Just to pipe in. I made polish sausage for the first time. I used a variation of my Dads (He worked in a small Polish meat market for over 50 years) and a few others I saw. The left over in the grinder were fried up for a taste. Amazed myself! I hope he's proud of me. Will cold smoke it on Sunday. I'll report back. Have a great grillin' Saturday.
Her goes Big Phil. I'm writing this as for a 1st timer as I am or was. So don't be offended.
7# pork shoulder
6 cloves garlic presses
1-1/3 tsp pink cure salt-because it was going into REAL casings
1 tbls salt
1-1/2 tbls pepper
1-1/2 tbls majoram
1-1/2 tbls mustard seed- crushed
1 cup ice cold water.
Cut off the sinew as it stops the hand grinder. The grinder had small 3/16" ? holes in the die.I may get a 1/4 or 3/8"die .It didn't seem course enough . Mix in the seasonings.Fry up a small piece to check flavor.Add the water before stuffing. Mix in until all absorbed.

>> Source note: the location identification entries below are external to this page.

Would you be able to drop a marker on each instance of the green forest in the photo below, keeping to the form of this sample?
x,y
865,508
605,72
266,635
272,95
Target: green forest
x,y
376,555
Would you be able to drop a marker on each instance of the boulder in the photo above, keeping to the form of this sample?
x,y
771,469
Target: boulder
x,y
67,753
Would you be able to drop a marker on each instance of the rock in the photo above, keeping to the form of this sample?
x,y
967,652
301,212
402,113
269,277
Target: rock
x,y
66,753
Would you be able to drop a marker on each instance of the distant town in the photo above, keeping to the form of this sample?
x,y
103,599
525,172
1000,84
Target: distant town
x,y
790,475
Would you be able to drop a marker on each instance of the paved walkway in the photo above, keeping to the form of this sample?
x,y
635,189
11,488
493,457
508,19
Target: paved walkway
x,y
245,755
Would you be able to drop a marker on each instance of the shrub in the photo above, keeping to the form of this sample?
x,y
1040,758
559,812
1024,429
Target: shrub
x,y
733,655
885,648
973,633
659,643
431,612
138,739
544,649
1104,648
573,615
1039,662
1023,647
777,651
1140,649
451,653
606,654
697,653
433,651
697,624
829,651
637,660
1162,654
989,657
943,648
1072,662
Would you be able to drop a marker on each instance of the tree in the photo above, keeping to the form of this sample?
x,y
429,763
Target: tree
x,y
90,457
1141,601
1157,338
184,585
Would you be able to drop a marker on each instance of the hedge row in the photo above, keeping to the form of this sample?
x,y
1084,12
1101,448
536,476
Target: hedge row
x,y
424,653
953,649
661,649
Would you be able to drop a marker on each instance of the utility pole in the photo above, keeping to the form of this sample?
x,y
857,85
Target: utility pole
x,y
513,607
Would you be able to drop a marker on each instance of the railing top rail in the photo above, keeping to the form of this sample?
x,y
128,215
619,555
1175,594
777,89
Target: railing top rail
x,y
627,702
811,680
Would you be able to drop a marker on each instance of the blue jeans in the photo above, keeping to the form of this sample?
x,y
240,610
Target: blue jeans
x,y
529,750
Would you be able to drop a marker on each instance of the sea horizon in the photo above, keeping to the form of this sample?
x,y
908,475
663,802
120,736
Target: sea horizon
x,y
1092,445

The casings I think were 3/4 to 1-1-1/8 " .Will get next size larger. Up to maybe a 1-!/2". After rinsing them I flushed water through them. Made it easer getting them on the stuffer snout. I also forgot to take the blade and die out when I started stuffing. Could not get much in to the casing with them in.
I may adjust next time with 1 or 2 extra garlic cloves and more marjoram.
Used my gas smoker @ about 150* with hickory chips until sausage reached about 155-160*. About 2 hours or so. Warmed it up a bit more for supper with some kapusta(sauer kraut).
they have 3 breakfast sausage recipes to choose from. I also found this interesting and thought the country sausage was pretty breakfast like when I tried it.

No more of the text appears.